Aquella mañana se metió a la cochiquera y se llevó una marrana grande, hasta arrastrarla unas trescientas brazadas. Cuando vio venir a la gente gritando, tranquilo sin mucha prisa se fue metiendo en el monte. Pasado el mediodía, cuando terminó de llover se dejó venir un aire frío anunciando las heladas noches de diciembre. Después de reconocer el lugar donde el tigre cazó, dispuse que esa noche lo velaría y acabaría con él. A eso de las seis y media ya oscureciendo fui llegando a donde estaba la marrana muerta, sólo le había comido una parte del brazuelo. Procuramos no trajinar mucho para no dejar nuestro olor que pudiera ahuyentar al animal. En un arbolito de majagua como a diez metros construimos un sentadero en alto. Le amarramos una cuerda de vaquería en el pescuezo y me llevé la punta hasta el tapesco.

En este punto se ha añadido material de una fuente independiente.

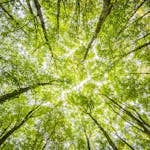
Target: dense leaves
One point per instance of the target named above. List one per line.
(74, 74)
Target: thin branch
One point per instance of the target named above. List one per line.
(112, 144)
(58, 15)
(39, 13)
(136, 49)
(131, 115)
(123, 140)
(3, 8)
(107, 6)
(87, 140)
(134, 12)
(18, 92)
(17, 126)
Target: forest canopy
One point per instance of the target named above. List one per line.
(74, 74)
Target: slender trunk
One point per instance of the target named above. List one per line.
(17, 126)
(18, 92)
(87, 140)
(138, 121)
(107, 6)
(112, 144)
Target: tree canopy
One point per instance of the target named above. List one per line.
(74, 74)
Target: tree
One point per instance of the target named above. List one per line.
(85, 63)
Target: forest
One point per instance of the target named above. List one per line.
(74, 74)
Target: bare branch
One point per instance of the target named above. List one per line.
(39, 13)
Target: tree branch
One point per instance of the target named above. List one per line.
(17, 126)
(107, 6)
(39, 13)
(112, 144)
(18, 92)
(136, 49)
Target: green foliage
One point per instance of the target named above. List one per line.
(42, 64)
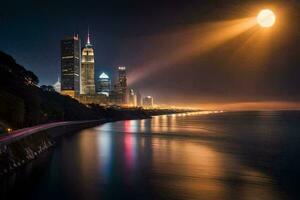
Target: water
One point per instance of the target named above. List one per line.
(235, 155)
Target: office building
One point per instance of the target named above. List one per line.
(88, 69)
(103, 84)
(70, 66)
(132, 98)
(148, 101)
(122, 84)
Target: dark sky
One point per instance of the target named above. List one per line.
(145, 34)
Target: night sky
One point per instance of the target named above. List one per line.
(143, 35)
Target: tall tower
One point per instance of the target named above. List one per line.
(70, 66)
(122, 84)
(103, 84)
(88, 69)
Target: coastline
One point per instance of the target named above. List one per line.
(27, 144)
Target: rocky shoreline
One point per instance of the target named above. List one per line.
(19, 152)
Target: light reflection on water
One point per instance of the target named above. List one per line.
(153, 159)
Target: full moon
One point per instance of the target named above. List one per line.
(266, 18)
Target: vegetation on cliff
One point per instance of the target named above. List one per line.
(24, 104)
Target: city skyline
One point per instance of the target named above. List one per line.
(129, 35)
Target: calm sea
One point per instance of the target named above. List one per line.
(230, 155)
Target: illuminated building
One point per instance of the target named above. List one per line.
(92, 99)
(148, 101)
(132, 98)
(70, 66)
(88, 69)
(57, 86)
(121, 86)
(138, 98)
(103, 84)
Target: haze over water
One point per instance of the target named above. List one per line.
(234, 155)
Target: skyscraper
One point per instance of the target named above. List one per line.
(148, 101)
(122, 84)
(70, 66)
(132, 98)
(88, 69)
(138, 98)
(103, 84)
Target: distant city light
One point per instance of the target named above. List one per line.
(122, 68)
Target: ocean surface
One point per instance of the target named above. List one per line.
(204, 155)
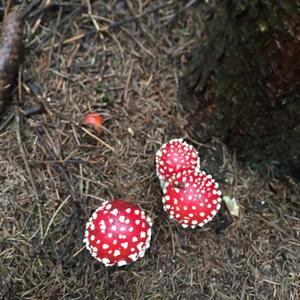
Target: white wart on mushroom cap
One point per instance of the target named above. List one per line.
(118, 233)
(192, 198)
(175, 156)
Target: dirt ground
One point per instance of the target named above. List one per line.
(82, 56)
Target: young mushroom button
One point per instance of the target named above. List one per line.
(192, 198)
(173, 157)
(118, 233)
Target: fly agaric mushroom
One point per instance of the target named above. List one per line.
(93, 120)
(192, 198)
(173, 157)
(118, 233)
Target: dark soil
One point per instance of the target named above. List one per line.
(54, 173)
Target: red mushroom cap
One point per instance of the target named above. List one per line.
(175, 156)
(118, 233)
(192, 198)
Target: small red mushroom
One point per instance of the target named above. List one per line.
(192, 198)
(173, 157)
(118, 233)
(93, 120)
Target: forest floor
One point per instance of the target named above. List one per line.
(80, 58)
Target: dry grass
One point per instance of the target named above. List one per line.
(53, 174)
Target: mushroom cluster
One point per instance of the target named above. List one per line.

Esa noche la luna saldría tarde así que cuando me encaramé al tapesco entrando la noche ya estaba oscuro. Me acomodé en el sentadero tanteando poder pararme en caso de necesidad, luego con el mecate en la mano esperé. Me ajusté la lámpara de carburo en la frente cuidando de bajar la tapadera para que no se viera la luz. Acuclillado acomodé sobre las rodillas la escopeta cuache, una doce de gatos de fuera que me había dejado un alemán de los que llegaron a buscar petróleo, Era un arma fina muy bien terminada, la cargué con bala de onza pensando que aquel animal era grande y había que asegurarlo bien.

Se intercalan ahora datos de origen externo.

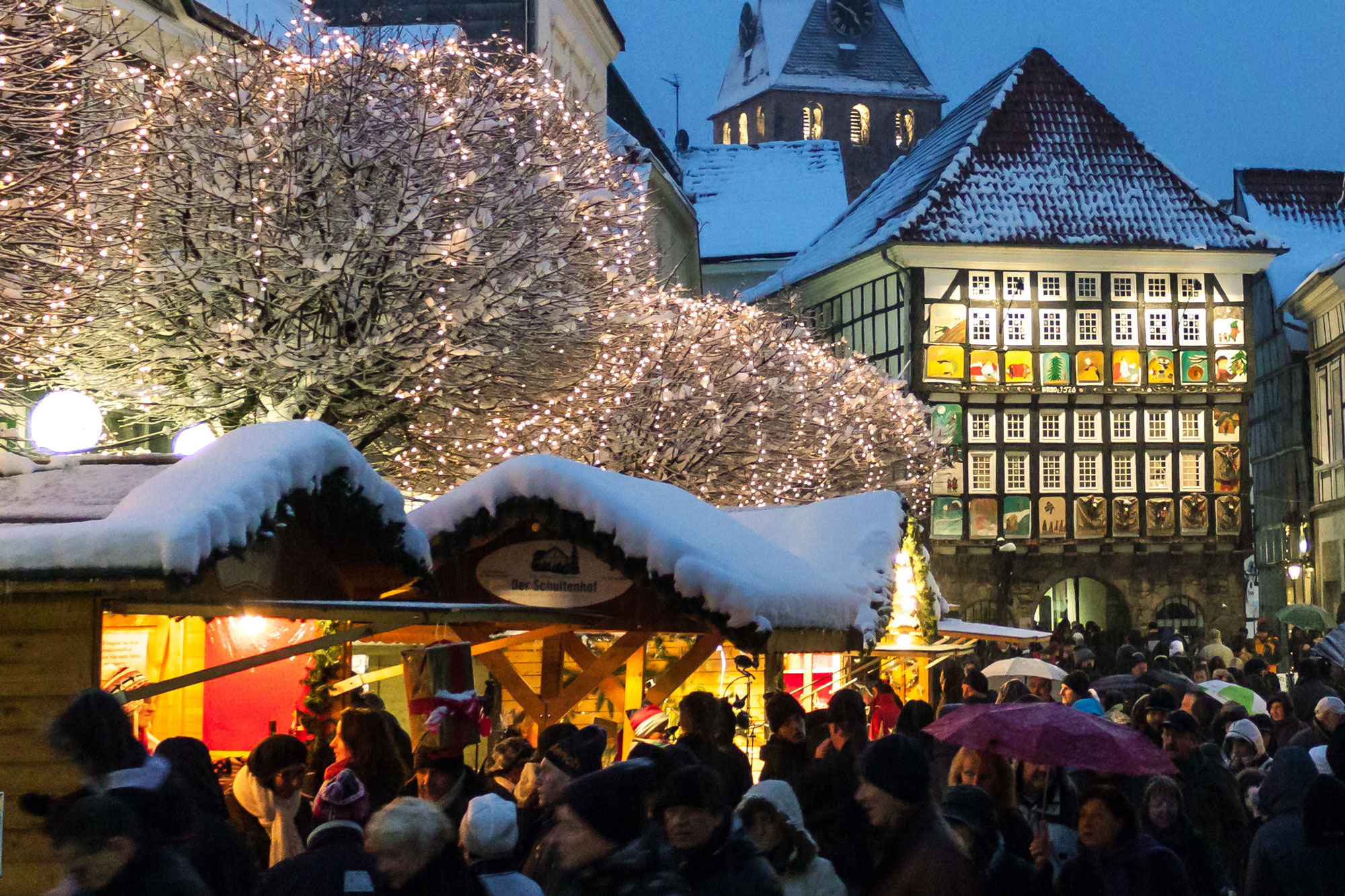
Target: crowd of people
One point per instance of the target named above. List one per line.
(853, 798)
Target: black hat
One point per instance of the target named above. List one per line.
(1183, 723)
(781, 706)
(611, 801)
(695, 786)
(970, 806)
(1163, 698)
(274, 754)
(1078, 682)
(582, 752)
(898, 766)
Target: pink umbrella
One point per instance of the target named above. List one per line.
(1052, 735)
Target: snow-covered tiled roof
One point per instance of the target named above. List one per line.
(1304, 210)
(1031, 158)
(796, 49)
(769, 200)
(171, 518)
(821, 565)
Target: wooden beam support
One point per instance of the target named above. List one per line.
(603, 666)
(676, 674)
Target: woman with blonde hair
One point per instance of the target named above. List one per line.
(995, 775)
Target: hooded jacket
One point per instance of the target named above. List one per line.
(1280, 862)
(801, 869)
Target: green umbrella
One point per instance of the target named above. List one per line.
(1307, 616)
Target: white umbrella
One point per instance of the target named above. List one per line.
(1024, 666)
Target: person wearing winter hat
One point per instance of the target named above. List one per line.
(1075, 688)
(489, 836)
(918, 854)
(786, 754)
(970, 814)
(598, 837)
(1243, 745)
(774, 821)
(567, 760)
(714, 852)
(264, 801)
(506, 766)
(334, 860)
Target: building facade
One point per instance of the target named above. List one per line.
(1074, 313)
(828, 71)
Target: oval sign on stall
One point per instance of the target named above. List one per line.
(549, 573)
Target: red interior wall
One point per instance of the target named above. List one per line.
(241, 706)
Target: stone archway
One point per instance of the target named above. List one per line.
(1083, 599)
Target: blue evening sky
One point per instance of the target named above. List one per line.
(1211, 85)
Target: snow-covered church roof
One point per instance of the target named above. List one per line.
(821, 565)
(794, 48)
(1032, 158)
(766, 200)
(1304, 209)
(154, 516)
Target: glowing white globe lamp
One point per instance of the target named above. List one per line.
(193, 439)
(65, 421)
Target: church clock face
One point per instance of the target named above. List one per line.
(851, 18)
(747, 28)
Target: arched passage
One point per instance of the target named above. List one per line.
(1082, 599)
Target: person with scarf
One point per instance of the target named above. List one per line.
(1167, 821)
(1116, 858)
(264, 801)
(774, 821)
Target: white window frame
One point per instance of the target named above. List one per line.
(1022, 460)
(1198, 314)
(973, 458)
(1124, 425)
(1125, 314)
(1059, 419)
(1129, 280)
(1124, 460)
(987, 315)
(1094, 419)
(1182, 425)
(1052, 466)
(1059, 317)
(1026, 317)
(1044, 290)
(1152, 459)
(988, 294)
(1081, 481)
(1164, 318)
(1020, 416)
(1081, 279)
(1081, 327)
(1167, 416)
(1199, 483)
(974, 416)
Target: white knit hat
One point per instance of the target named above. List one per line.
(490, 827)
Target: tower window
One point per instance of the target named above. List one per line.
(860, 124)
(906, 123)
(813, 122)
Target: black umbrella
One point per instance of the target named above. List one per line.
(1332, 646)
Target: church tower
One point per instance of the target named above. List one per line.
(828, 71)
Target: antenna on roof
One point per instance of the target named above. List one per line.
(677, 99)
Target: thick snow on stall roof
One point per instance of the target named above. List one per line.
(209, 502)
(773, 198)
(711, 553)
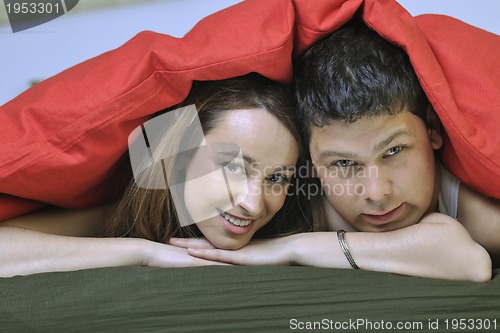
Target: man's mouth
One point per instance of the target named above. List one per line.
(383, 218)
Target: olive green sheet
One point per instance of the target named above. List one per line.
(243, 299)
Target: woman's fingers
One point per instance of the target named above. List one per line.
(199, 243)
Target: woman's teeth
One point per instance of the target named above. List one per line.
(235, 221)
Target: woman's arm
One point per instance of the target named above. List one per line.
(437, 247)
(56, 240)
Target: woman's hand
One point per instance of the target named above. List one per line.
(165, 255)
(257, 252)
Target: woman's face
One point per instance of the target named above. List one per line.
(253, 156)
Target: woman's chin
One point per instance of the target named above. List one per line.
(229, 244)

Desde el lugar donde estaba se oían ladrar los chuchos de las casas y hasta llegaban de vez en cuando algunas voces. Ese día había madrugado y al vencerme el cansancio me quedé dormido. Entre la bruma del sueño sentí que algo jalaba la cuerda de mi mano, restregándome los ojos para alejar el sueño, supe que allí estaba el tigre. Poco a poco principié a moverme para acomodar la escopeta y prender la luz. Al alumbrar vi como a unas veinte brazadas al gran tigre comiendo. Por un momento el viejo interrumpió la narración dejando oír su risa apagada. ¿Qué cree usted que hizo el animal al recibir el lusazo? ¿Salir corriendo? Nada de eso señor, cerrando un poco los ojotes que le sacaban chispas se levantó y se vino sobre la luz caminando agazapado apoyado en las patas de adelante, dispuesto a cazarme, Llegó cabal debajo del tapesco y miró para arriba. Vi sus ojos tirar lucecitas rojas mientras se preparaba a saltar.

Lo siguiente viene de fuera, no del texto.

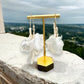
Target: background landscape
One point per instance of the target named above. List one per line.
(73, 34)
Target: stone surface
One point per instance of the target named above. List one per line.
(2, 30)
(68, 68)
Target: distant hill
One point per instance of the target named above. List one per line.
(73, 34)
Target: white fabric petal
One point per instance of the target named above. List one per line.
(55, 45)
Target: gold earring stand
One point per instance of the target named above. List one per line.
(44, 63)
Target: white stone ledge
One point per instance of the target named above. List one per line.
(69, 68)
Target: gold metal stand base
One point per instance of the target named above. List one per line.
(45, 65)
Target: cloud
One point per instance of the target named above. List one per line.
(17, 10)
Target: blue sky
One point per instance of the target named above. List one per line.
(71, 11)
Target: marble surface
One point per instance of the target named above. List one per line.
(68, 67)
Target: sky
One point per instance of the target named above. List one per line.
(71, 11)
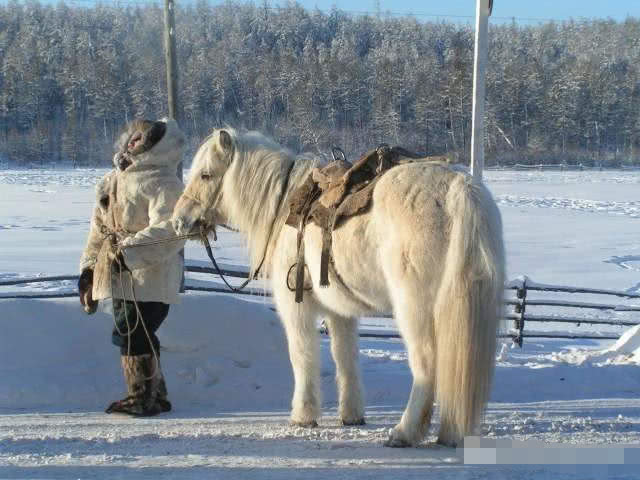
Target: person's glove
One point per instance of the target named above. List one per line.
(85, 288)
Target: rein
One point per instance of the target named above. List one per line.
(207, 245)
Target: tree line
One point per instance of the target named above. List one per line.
(71, 76)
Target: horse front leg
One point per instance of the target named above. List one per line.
(344, 349)
(299, 322)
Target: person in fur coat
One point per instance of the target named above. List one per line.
(130, 256)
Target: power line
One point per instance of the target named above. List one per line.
(156, 3)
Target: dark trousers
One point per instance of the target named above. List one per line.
(129, 332)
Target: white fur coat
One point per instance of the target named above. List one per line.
(145, 194)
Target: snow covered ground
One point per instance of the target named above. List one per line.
(229, 376)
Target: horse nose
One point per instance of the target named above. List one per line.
(180, 225)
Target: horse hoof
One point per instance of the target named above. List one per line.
(395, 442)
(353, 423)
(446, 443)
(311, 424)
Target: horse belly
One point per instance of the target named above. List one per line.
(356, 281)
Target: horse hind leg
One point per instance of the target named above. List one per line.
(415, 325)
(344, 349)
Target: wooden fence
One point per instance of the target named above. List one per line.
(518, 301)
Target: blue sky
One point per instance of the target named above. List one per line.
(523, 9)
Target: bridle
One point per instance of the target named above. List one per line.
(205, 229)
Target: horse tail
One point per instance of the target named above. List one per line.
(468, 307)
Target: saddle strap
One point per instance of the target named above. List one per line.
(300, 263)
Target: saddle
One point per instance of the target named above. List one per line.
(332, 194)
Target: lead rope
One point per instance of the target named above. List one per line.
(139, 319)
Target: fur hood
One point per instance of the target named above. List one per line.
(167, 153)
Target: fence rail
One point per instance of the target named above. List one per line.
(520, 316)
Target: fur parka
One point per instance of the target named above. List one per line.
(138, 202)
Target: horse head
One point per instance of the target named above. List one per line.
(200, 206)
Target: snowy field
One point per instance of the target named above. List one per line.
(228, 371)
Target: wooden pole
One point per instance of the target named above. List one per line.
(170, 57)
(172, 80)
(483, 10)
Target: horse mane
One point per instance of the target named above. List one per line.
(253, 185)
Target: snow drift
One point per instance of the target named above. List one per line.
(218, 353)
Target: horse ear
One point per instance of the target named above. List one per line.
(225, 141)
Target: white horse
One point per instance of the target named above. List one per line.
(429, 250)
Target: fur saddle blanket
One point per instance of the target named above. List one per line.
(332, 194)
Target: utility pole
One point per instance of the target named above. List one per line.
(483, 11)
(170, 57)
(172, 80)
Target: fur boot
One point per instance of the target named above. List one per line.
(146, 388)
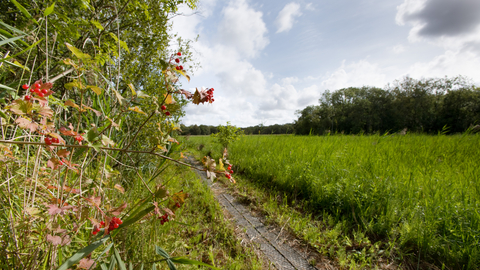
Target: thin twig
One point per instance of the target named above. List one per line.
(106, 148)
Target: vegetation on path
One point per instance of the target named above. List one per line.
(413, 198)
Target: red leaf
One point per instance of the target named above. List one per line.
(86, 264)
(55, 240)
(117, 211)
(63, 153)
(27, 124)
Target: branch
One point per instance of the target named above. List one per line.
(106, 148)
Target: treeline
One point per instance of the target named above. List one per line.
(258, 129)
(449, 105)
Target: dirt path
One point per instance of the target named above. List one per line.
(268, 239)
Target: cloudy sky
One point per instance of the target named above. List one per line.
(267, 59)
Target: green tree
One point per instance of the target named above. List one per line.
(227, 134)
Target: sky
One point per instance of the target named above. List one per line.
(268, 59)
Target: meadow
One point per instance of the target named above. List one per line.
(417, 192)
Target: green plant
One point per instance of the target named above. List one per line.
(227, 134)
(71, 150)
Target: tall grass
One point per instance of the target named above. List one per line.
(421, 191)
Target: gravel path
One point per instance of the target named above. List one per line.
(266, 238)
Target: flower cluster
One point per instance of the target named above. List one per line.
(114, 223)
(230, 171)
(39, 89)
(49, 141)
(177, 60)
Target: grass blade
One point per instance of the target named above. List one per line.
(75, 258)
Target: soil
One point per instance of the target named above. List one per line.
(279, 248)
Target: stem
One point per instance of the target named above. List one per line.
(109, 149)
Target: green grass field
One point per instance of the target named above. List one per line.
(419, 192)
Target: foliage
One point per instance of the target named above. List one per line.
(92, 94)
(418, 193)
(426, 105)
(227, 134)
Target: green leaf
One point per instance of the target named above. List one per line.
(23, 10)
(95, 89)
(121, 264)
(97, 24)
(78, 53)
(10, 40)
(160, 251)
(13, 29)
(135, 218)
(133, 89)
(171, 265)
(119, 97)
(72, 84)
(113, 262)
(75, 258)
(6, 87)
(49, 10)
(182, 260)
(92, 134)
(29, 48)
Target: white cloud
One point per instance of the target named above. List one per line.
(309, 96)
(310, 7)
(286, 17)
(243, 28)
(447, 23)
(398, 49)
(357, 74)
(451, 63)
(186, 24)
(289, 80)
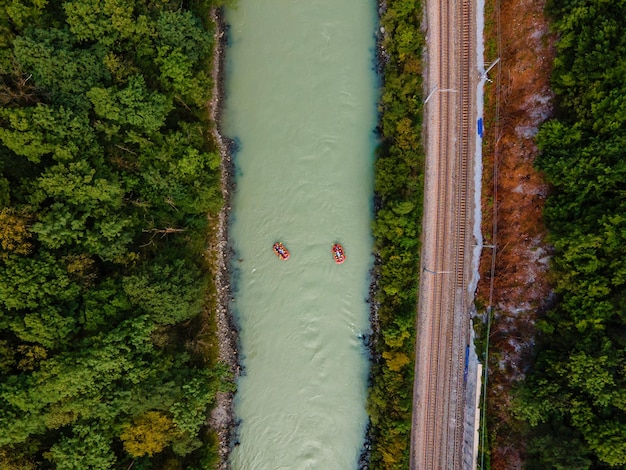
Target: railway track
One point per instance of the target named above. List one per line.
(438, 417)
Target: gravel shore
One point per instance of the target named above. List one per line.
(222, 417)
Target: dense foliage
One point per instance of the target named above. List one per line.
(396, 230)
(575, 399)
(107, 175)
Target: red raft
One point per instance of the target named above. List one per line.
(281, 251)
(338, 253)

Al verlo llegar me paré y al momento que brincó le apunté en medio de los ojos y jalé los dos gatillos. Después del fogonazo y la explosión el tigre no se detuvo, saltó y me tiró del tapesco. Luego ya no supe más, cuando encendí un fósforo el animal había desaparecido. No más alumbró el sol salimos a buscarlo. En un lugar sombrío, un tupidero entre ramazones de monte bajo estaba muerto, las dos balas le habían dado en la frente. Era una tigra enorme, el animal más grande que había visto. Sin hacer ningún alarde el viejo terminó diciendo, así era la vida entonces, en el monte podía uno vivir tranquilo aunque a veces se pasara uno que otro susto.
NOTA
Desempolvé la pluma para escribir esta historia refrescante en medio del caos en el que vivimos sumergidos.
Hoy Orizaba es un poblado atravesado por una carretera que permite llegar a Tenosique, el río Usumacinta ya no transporta madera. En los bosques del Caoba ya no quedó nada, quizá en la próximo glaciación reaparecerán aquellas selvas llenas de animales.